Resonance was a collaboration between Opera North and Leeds Met Studio Theatre. The blurb tells us that “opera is a hybrid; a potent and sometimes unstable mixture of sounds, words, pictures and movement”. Although I don’t personally agree with the “unstable” part of the ideology, Resonance nevertheless proved an interesting mix of both interesting and illuminating ideas while at times fake and forced. The programme consisted of three staged works by three established and widely-followed contemporary theatre companies: Faulty Optic Theatre of Animation, Forced Entertainment, and the duo Paul Clarke and John Binias.
Faulty Optic’s piece contained both puppetry, a live percussionist and singer, a recorded score and a streaming video. Although sometimes this mix of completely different media distracted from the story (based on a Victorian cautionary tale), what in the end worked best were the brilliant puppets, whose faces and gestures enabled complete sympathy on the audience’s part.
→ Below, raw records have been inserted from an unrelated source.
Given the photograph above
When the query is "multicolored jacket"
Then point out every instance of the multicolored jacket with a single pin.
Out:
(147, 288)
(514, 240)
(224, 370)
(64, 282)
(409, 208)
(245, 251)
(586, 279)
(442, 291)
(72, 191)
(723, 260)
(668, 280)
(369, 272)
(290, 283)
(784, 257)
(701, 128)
Forced Entertainment… Well, this was their piece: a wall-sized back screen with sentences appearing featuring celebrities and well-known personalities in strange, outrageous, or everyday situations. For instance, “Jennifer Aniston suffering from jetlag”. For 25 minutes. Perhaps relying on shock value a little too much, the work (which was accompanied by a three singer soundscape) nevertheless elicited some very varied responses. Both my friend and I sat through it. One of us thought it was an enlightened social critique on society’s obsession with celebrity and our invasion of their private lives through the media. The other thought it was a waste of lottery money, insulting to the audience and rather pretentious.
Which one of us had which reaction is not what’s important. What’s more telling is that we spent a good three hours discussing it afterwards and going into the next few days; any work which provokes such different talking points has probably succeeded in its ambition. Most interesting.
Finally, Clarke and Binias’ piece (The Weather Man) was based on the remarkable life of Robert Fitzroy, who among other things encouraged Darwin in the forming of his theses, promoted racial harmony in New Zealand between the natives and the settlers, and introduced weather forecasting to the world. Through spoken word (mainly in a narrative style), a wonderful 40 minute score for string quartet, and a tenor whose lines only sometimes emerged from the texture, the piece would have worked remarkably well had it not been for the unnecessary walking about of the two vocal performers, especially towards the end.
It would maybe work better in a concert performance than a quasi-staged setting, but with the lack of actual sets the performance relied too much on movement. A display of lights on each musician’s chair attached on the other end to a battery pack in the centre of the stage was an interesting concept, but at the end the “cutting” of one of the wires to turn a light off was maybe a little forced. At times, though, I was genuinely mesmerised.
Opera North and Leeds Met had set out to “represent what living artists are engaged in and respond to new disciplines afforded by technology”. So have they succeeded? Yes and no. Yes, because the first two pieces created a world in which technology became an integral and necessary object in storytelling. No, however, because The Weather Man would have worked so much better without it.